For this post, I've found a page from Blindman No. 2 that depicts a somewhat animal type figure with a vaguely human like head. The poem underneath says, "Recharge, please, recharge/ avec la chimie de ta salive/ l'accumlateur de mon coeur." This translates to mean, "Recharge, please, recharge/ with the chemistry of your saliva/ storage battery of my heart." I thought this poem along with the image made quite the comparison of a human to an animalistic being and then of a human to a machine. By implying that the heart is a battery that needs to be recharged, and that said battery needs to be recharged by someone else, the author creates the notion that the human is the victim of someone else- of whoever the poem is directed at. The human is both morphed with the machine and perhaps that causes the animalistic representation above the poem- because they are not entirely human.
In reading the poem, I was immediately reminded of the cover of the war issue of Blast.

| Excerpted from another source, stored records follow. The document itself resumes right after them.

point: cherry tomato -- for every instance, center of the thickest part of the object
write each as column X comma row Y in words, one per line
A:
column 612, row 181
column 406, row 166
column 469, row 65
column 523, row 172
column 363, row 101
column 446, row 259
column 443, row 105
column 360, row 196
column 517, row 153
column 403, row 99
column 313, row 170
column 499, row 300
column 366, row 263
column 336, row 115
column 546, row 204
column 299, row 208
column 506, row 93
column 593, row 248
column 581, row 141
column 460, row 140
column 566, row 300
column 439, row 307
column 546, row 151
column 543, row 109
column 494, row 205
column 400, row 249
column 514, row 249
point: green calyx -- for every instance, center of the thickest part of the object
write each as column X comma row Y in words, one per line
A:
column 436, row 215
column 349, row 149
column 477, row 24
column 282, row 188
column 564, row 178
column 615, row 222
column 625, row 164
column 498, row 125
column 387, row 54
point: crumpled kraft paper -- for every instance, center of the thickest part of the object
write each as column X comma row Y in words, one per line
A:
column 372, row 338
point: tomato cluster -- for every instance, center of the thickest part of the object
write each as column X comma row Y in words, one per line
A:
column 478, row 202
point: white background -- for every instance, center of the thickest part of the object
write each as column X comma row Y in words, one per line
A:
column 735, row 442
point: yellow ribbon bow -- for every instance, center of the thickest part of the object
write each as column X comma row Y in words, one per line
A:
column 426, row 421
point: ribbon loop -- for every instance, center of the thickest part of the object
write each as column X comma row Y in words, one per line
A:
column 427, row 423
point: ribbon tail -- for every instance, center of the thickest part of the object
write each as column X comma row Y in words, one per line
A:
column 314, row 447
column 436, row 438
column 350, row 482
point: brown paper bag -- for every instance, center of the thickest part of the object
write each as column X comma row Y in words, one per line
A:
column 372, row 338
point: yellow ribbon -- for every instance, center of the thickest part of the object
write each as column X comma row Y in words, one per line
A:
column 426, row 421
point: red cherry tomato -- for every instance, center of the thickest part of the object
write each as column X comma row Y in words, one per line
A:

The people depicted on the cover are drawn using very harsh lines and look almost as though they are made out of metal. Then, they are shown in a line and their arms are pointed out, at which point it appears that they are morphed into guns. This creates a very strong image of the human being one with the machine, like the poem I mentioned above. Because this depicts France during wartime, I think it suggests that French citizens at this time act like slaves to the machine. They go out and fight not because they want to, but because they are told to and they have these guns that they must use. The individual does not matter after he has picked up a gun and joined the armed forces. Then he looks like the men-machines depicted on the cover, like every other man, and he has the main purpose of fighting.
Thu, 03/10/2011 - 15:22
In looking at the picture
In looking at the picture again, I've changed my mind and decided that the picture looks like a human head on a piano. I think that makes more sense with the poem in the sense of a human morphed with a machine. It still doesn't quite explain the battery thing, though.